Global shares were mixed Thursday on cautious optimism that upcoming company earnings reports will reflect a gradual recovery from the damage of the pandemic.
France’s CAC 40 dipped 0.2% to 6,329.20, while Germany’s DAX shed 0.2% to 15,146.60. Britain’s FTSE 100 edged 0.2% lower to 7,026.93. U.S shares were set for a slow start, with the future for the Dow industrials down less than 0.1% to 34,111. The S&P 500 future also was little changed, at 4,158.12.
In Asian trading, Japan’s benchmark Nikkei 225 jumped 1.8% to finish at 29,331.37, in the first session after the Golden Week series of national holidays. South Korea’s Kospi gained 1.0.% to 3,178.74, but Australia’s S&P/ASX 200 dipped 0.5% to 7,061.70. Hong Kong’s Hang Seng gained 0.8% to 28,637.46, while the Shanghai Composite fell 0.2% to 3,441.28.
Although the vaccine rollout is progressing slowly in Asia compared to the U.S. and Europe, the global recovery is raising hopes for better exports and earnings of companies doing business overseas.
Japanese shares got a boost from remarks by policymakers at the Bank of Japan expressing their resolve to prop up the economy with easy lending and stimulus measures. In the minutes for their meeting in March, they said the negative impact from COVID-19 on global economies was likely decreasing
The market’s mixed results came as investors remain focused on earnings reports, which have been better than expected. More than half of the companies in the S&P 500 have reported their results so far this earnings season, showing an average profit growth of 54%, according to FactSet.

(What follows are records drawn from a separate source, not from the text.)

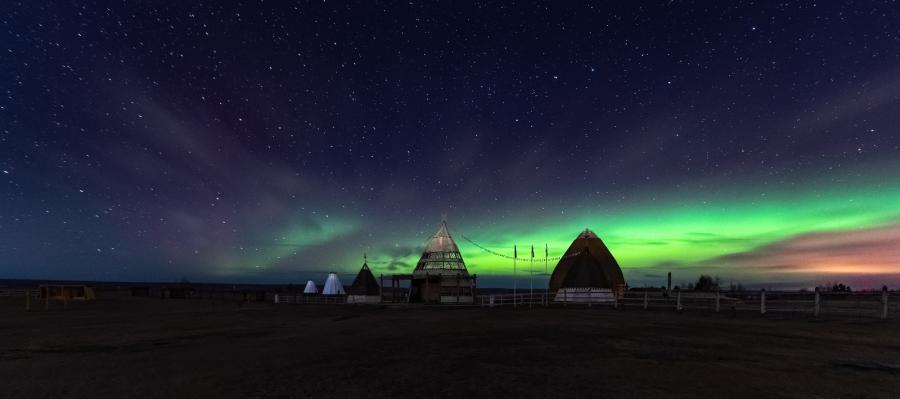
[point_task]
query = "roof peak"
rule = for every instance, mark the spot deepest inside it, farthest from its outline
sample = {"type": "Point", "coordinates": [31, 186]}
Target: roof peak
{"type": "Point", "coordinates": [587, 233]}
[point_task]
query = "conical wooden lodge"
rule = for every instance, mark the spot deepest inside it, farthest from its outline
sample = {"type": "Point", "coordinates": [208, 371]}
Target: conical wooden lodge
{"type": "Point", "coordinates": [587, 272]}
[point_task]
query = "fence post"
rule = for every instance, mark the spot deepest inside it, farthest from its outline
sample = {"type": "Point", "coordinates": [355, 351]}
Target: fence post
{"type": "Point", "coordinates": [762, 301]}
{"type": "Point", "coordinates": [816, 304]}
{"type": "Point", "coordinates": [678, 306]}
{"type": "Point", "coordinates": [718, 300]}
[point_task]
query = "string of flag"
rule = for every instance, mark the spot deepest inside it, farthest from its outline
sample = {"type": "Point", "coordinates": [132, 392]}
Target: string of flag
{"type": "Point", "coordinates": [516, 255]}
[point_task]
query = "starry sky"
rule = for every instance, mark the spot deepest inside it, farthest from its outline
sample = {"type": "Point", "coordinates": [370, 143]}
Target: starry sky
{"type": "Point", "coordinates": [268, 141]}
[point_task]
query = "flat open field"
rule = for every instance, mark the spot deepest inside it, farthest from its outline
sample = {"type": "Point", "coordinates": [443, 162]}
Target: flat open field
{"type": "Point", "coordinates": [156, 348]}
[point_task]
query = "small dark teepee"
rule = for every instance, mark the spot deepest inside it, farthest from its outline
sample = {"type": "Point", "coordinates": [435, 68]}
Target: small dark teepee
{"type": "Point", "coordinates": [587, 264]}
{"type": "Point", "coordinates": [365, 288]}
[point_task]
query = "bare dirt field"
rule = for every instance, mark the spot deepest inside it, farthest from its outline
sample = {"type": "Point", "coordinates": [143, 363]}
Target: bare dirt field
{"type": "Point", "coordinates": [152, 348]}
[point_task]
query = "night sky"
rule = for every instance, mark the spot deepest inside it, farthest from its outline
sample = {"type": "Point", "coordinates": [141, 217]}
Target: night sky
{"type": "Point", "coordinates": [258, 141]}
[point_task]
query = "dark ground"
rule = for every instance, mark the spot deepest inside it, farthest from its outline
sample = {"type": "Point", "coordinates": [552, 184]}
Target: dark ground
{"type": "Point", "coordinates": [152, 348]}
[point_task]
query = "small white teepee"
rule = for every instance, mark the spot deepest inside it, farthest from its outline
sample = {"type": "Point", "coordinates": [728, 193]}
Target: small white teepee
{"type": "Point", "coordinates": [310, 288]}
{"type": "Point", "coordinates": [333, 285]}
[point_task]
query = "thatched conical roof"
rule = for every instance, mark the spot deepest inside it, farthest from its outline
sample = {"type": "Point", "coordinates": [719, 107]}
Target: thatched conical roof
{"type": "Point", "coordinates": [441, 254]}
{"type": "Point", "coordinates": [587, 264]}
{"type": "Point", "coordinates": [365, 283]}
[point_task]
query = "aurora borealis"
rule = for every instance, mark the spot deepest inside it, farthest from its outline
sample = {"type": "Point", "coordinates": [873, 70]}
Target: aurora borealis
{"type": "Point", "coordinates": [264, 142]}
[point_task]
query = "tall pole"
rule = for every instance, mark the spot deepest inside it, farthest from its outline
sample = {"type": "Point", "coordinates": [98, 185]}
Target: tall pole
{"type": "Point", "coordinates": [515, 257]}
{"type": "Point", "coordinates": [531, 275]}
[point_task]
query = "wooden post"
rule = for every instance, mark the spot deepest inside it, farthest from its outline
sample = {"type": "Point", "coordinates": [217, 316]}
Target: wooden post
{"type": "Point", "coordinates": [816, 304]}
{"type": "Point", "coordinates": [762, 301]}
{"type": "Point", "coordinates": [457, 288]}
{"type": "Point", "coordinates": [718, 300]}
{"type": "Point", "coordinates": [678, 306]}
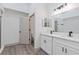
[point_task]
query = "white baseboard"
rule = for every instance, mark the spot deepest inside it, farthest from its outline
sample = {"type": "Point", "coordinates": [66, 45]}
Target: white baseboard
{"type": "Point", "coordinates": [12, 44]}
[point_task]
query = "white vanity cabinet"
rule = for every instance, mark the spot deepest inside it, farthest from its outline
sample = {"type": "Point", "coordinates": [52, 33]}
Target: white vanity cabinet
{"type": "Point", "coordinates": [65, 47]}
{"type": "Point", "coordinates": [46, 44]}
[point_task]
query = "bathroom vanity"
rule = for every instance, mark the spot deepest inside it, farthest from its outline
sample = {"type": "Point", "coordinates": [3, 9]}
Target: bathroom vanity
{"type": "Point", "coordinates": [60, 44]}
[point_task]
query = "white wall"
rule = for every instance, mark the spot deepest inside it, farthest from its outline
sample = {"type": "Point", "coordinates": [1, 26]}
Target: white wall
{"type": "Point", "coordinates": [24, 7]}
{"type": "Point", "coordinates": [10, 26]}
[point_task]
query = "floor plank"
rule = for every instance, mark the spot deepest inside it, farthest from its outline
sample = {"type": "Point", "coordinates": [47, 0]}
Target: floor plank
{"type": "Point", "coordinates": [21, 50]}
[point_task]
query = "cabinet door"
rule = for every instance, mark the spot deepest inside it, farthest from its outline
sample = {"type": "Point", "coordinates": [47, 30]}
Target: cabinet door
{"type": "Point", "coordinates": [58, 48]}
{"type": "Point", "coordinates": [72, 51]}
{"type": "Point", "coordinates": [49, 45]}
{"type": "Point", "coordinates": [43, 43]}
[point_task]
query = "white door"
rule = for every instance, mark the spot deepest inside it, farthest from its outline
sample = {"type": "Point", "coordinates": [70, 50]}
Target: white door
{"type": "Point", "coordinates": [24, 30]}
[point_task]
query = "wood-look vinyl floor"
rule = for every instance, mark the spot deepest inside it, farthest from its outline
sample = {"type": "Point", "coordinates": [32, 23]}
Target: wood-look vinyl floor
{"type": "Point", "coordinates": [21, 50]}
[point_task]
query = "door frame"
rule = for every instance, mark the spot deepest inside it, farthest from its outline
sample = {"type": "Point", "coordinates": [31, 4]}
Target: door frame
{"type": "Point", "coordinates": [27, 17]}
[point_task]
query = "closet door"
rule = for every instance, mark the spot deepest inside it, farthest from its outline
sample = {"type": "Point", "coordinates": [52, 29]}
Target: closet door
{"type": "Point", "coordinates": [24, 30]}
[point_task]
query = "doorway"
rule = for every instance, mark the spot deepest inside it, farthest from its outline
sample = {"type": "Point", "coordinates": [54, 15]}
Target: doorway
{"type": "Point", "coordinates": [32, 29]}
{"type": "Point", "coordinates": [24, 30]}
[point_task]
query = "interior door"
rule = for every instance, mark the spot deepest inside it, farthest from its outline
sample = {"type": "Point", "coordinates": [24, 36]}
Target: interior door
{"type": "Point", "coordinates": [24, 30]}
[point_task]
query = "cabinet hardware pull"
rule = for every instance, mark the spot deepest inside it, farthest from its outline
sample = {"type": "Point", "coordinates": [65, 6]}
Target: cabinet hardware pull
{"type": "Point", "coordinates": [62, 49]}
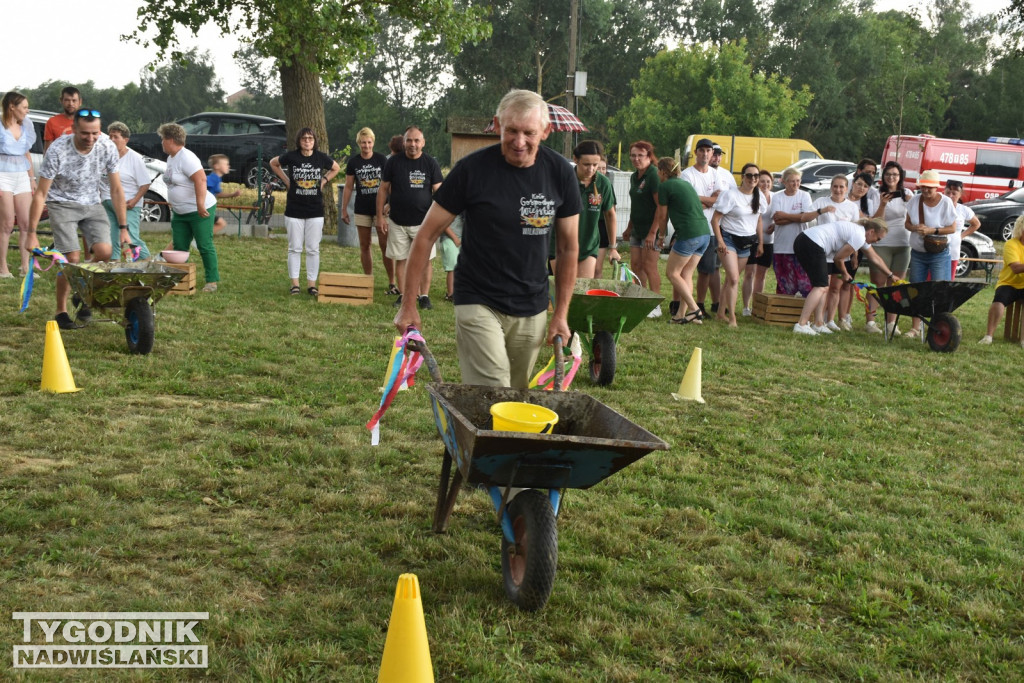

While shares have been pressing higher thanks to expectations that the pandemic is waning, investors remain concerned about the potential for higher inflation, signs of which are already cropping up as higher prices for oil, lumber and other commodities.
Investors’ attention is turning to Friday’s jobs report for April. Economists expect the data to show employers hired 975,000 workers last month as the economy accelerated out of the pandemic and vaccines rolled out nationwide. The unemployment rate is expected to drop to 5.8% from 6%.
In energy trading, benchmark U.S. crude lost 44 cents to $65.19 a barrel in electronic trading on the New York Mercantile Exchange. Brent crude, the international standard, fell 45 cents to $68.51 a barrel.
In currency trading, the U.S. dollar inched down to 109.16 Japanese yen from 109.17 yen. The euro cost $1.2047, up from $1.2014.